Developing countries also enjoy much less environmental space than that enjoyed by today’s advanced economies in the course of their industrialisation, and hence face greater constraints in attaining growth and development without compromising future generations’ well-being.

Thus, action is also needed at the international level in order to ease the environmental constraints over economic growth and development in developing countries and to compensate the costs inflicted on them by environmental deterioration resulting from years of industrialisation in advanced economies.

Finally, there is a need for a development-friendly global economic environment.
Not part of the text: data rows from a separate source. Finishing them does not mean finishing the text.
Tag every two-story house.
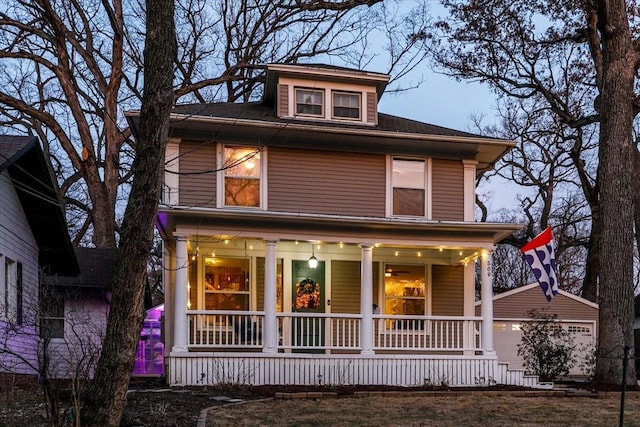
[127,64,532,385]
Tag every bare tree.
[0,0,428,247]
[82,0,177,427]
[435,0,639,383]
We need mechanisms to prevent adverse spillovers and shocks to developing countries from policies in advanced economies or destabilising impulses from international financial markets.

Adequate policy space and a development-friendly global economic environment call for action at the international level on several fronts:

  • Review multilateral rules and agreements with a view to improving the policy space in developing countries in pursuit of economic growth and social development.
  • Attention to the international intellectual property regime with a view to facilitating technological catch-up and improving health and education standards and food security in developing countries.
  • Industrial, macroeconomic and financial policies of developing countries are severely constrained by bilateral investment treaties and free trade agreements signed with advanced economies. These agreements are designed on the basis of a corporate perspective rather than a development perspective and they give considerable leverage to foreign investors and firms in developing countries. They need to be revised or dismantled.
  • Remove terms unfavourable to commodity-dependent developing countries in contracts with transnational corporations to enable them to add more value to commodities and obtain more revenues from commodity-related activities.
  • Introduce multilateral mechanisms to bring discipline policies in advanced economies to prevent adverse consequences for and spillovers to developing countries, including agricultural subsidies, restrictions over labour movements and transfer of technology and beggar-my-neighbour monetary and exchange rates policies.
  • Establish mechanisms to bring greater stability to exchange rates of reserve currencies and prevent competitive devaluations and currency wars.
  • Reduce global trade imbalances through faster growth of domestic demand, income and imports in countries with slow growth and large current account surpluses in order to allow greater space for expansionary policies in deficit developing countries.
  • Reversal of the universal trend of growing income inequality should be a global goal. This calls for reversing the secular decline in the share of labour in income in most countries.
  • Regulate systemically important financial institutions and markets, including international banks and rating agencies and markets for commodity derivatives with a view to reducing international financial instability and instability of commodity prices.
  • Establish impartial and orderly workout procedures for international sovereign debt to prevent meltdown in developing countries facing balance-of-payments and debt crises.
  • Secure a fair and equitable allocation of usable carbon space between advanced economies and developing countries, taking into account cumulative contributions of advanced economies to atmospheric pollution.
  • Introduce international taxes in areas such as financial transactions or energy to generate funds for development assistance as well as for financing the costs of climate change mitigation and adaptation in developing countries.
  • Reform international economic governance in ways commensurate with the increased participation and role of developing countries in the global economy. Re-examine the role, accountability and governance of specialised institutions such as the International Monetary Fund, the World Bank and the World Trade Organisation, and the role that the U.N. can play in global economic governance.